This editorial will appear in Wednesday’s print edition.
Picture a tasteful memorial, perhaps at a pet cemetery, somewhere in Tacoma, for a gorilla.
That’s where the mortal remains of Ivan belong.
Tacoma’s favorite non-human son died at Zoo Atlanta Monday in the gentlest way. He was under general anesthetic as veterinarians attempted to diagnose the causes of his recent physical decline, and he never woke up.
Ivan’s long life spanned a revolution in our own species’ understanding of the great apes.
Captured as an infant 50 years ago in what was then the Belgian Congo, he was shipped to the United States by wildlife traders. He wound up as an attraction in the B&I Circus Store on South Tacoma Way, where he spent 27 years by himself in a concrete enclosure.
In the meantime, humans figured out that gorillas weren’t just scary-looking jungle beasts. Naturalists observed their close family bonds, elaborate social structures and intelligence. It became clear that gorillas are as tied to other gorillas as humans are to other humans – and that no gorilla should spend life alone.

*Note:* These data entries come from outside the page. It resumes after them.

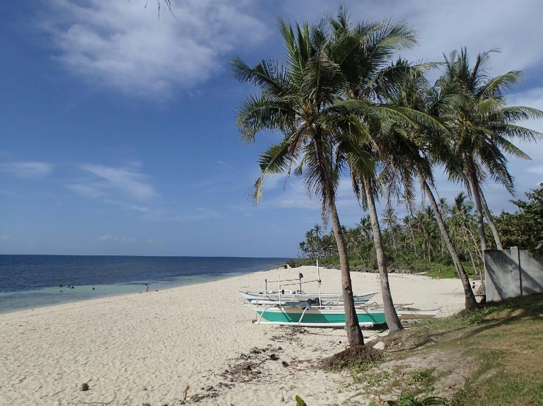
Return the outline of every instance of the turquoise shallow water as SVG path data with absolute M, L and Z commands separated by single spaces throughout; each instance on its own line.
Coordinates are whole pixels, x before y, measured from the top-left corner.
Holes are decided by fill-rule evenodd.
M 146 283 L 150 290 L 198 283 L 273 269 L 286 260 L 0 255 L 0 313 L 143 292 Z M 68 285 L 74 288 L 68 288 Z

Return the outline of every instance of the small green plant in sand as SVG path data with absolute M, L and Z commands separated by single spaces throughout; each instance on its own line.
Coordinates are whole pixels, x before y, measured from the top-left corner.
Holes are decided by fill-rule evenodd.
M 418 399 L 412 395 L 401 398 L 397 402 L 388 401 L 389 406 L 448 406 L 449 403 L 446 399 L 441 397 L 426 397 L 424 399 Z
M 306 403 L 304 401 L 304 399 L 300 397 L 298 395 L 296 395 L 295 399 L 296 406 L 307 406 Z

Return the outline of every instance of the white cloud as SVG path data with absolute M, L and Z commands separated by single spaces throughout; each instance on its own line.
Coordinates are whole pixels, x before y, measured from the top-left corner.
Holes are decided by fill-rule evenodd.
M 100 198 L 108 195 L 107 193 L 103 192 L 98 188 L 89 185 L 74 183 L 73 185 L 67 185 L 66 187 L 70 190 L 77 192 L 89 198 Z
M 104 188 L 116 189 L 138 199 L 158 195 L 154 188 L 147 182 L 148 177 L 138 172 L 102 165 L 84 165 L 83 168 L 106 181 L 99 185 L 95 184 L 88 187 L 100 191 Z
M 196 207 L 194 209 L 193 213 L 172 216 L 170 217 L 169 219 L 175 221 L 186 221 L 218 218 L 220 217 L 220 214 L 214 210 L 210 210 L 203 207 Z
M 45 162 L 12 162 L 0 164 L 0 171 L 17 177 L 41 177 L 50 174 L 53 167 Z
M 132 94 L 201 83 L 223 68 L 219 58 L 268 31 L 245 5 L 227 0 L 178 2 L 175 18 L 161 12 L 160 20 L 146 3 L 48 0 L 40 26 L 69 71 Z
M 129 243 L 136 240 L 134 238 L 129 238 L 126 237 L 119 237 L 118 236 L 111 236 L 109 234 L 104 234 L 96 239 L 98 241 L 114 241 L 119 243 Z

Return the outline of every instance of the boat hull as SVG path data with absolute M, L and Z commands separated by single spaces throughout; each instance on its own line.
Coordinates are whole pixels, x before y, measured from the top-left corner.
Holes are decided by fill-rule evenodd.
M 249 304 L 256 312 L 257 324 L 275 324 L 305 327 L 343 327 L 345 312 L 343 306 L 318 307 L 311 308 Z M 369 326 L 385 322 L 384 313 L 379 308 L 357 308 L 361 326 Z
M 296 292 L 279 295 L 279 293 L 269 292 L 244 292 L 241 290 L 238 290 L 238 292 L 249 303 L 258 304 L 279 304 L 286 302 L 297 302 L 319 297 L 318 293 Z M 375 292 L 356 294 L 353 295 L 353 299 L 355 304 L 367 303 L 376 294 L 377 294 Z M 341 293 L 321 293 L 320 300 L 323 303 L 343 303 L 343 295 Z

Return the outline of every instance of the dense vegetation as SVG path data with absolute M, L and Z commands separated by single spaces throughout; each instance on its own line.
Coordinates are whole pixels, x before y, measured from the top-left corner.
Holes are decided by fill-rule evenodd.
M 527 201 L 512 200 L 519 211 L 514 213 L 502 212 L 500 215 L 493 216 L 504 248 L 517 246 L 522 250 L 539 250 L 543 246 L 543 184 L 526 195 Z M 439 200 L 439 205 L 466 271 L 471 275 L 479 274 L 483 270 L 482 257 L 473 203 L 460 192 L 452 205 L 444 198 Z M 382 218 L 385 225 L 382 231 L 385 252 L 391 267 L 428 272 L 431 275 L 440 272 L 444 277 L 458 276 L 431 208 L 414 211 L 399 218 L 395 210 L 389 207 Z M 490 228 L 487 227 L 485 232 L 490 242 L 488 248 L 495 249 Z M 352 268 L 377 268 L 371 233 L 367 215 L 355 226 L 343 227 Z M 331 232 L 325 233 L 323 227 L 315 224 L 299 244 L 299 256 L 306 259 L 300 263 L 313 264 L 314 258 L 318 258 L 323 265 L 337 266 L 339 262 L 333 243 Z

Credit the Lynnwood-based Progressive Animal Welfare Society with launching, in 1987, what became a national campaign to unite Ivan with other gorillas in a proper gorilla habitat.
National Geographic featured his plight in a documentary, “The Urban Gorilla.” The New York Times told his story. The News Tribune editorialized again and again in favor of giving him a better home.
After bucking immense pressure, his owner in 1994 relinquished him to the Woodland Park Zoo, which loaned him permanently to Zoo Atlanta – maybe as good a place for African lowland gorillas as you can find outside the African lowlands. His final years were spent with gorilla friends.
“He’s having peaceful, enjoyable twilight years,” one of his caretakers told the Atlanta Journal-Constitution just a few days ago.
His life had a happy ending. His remains should have one, too.
Ivan’s final resting place should be here, where his memory will be most honored. He has countless thousands of friends and well-wishers here. His early champions are here. This is where the battle to free him was fought.
His grave deserves a monument engraved with an epitaph. Perhaps something like, “We finally learned, Ivan.”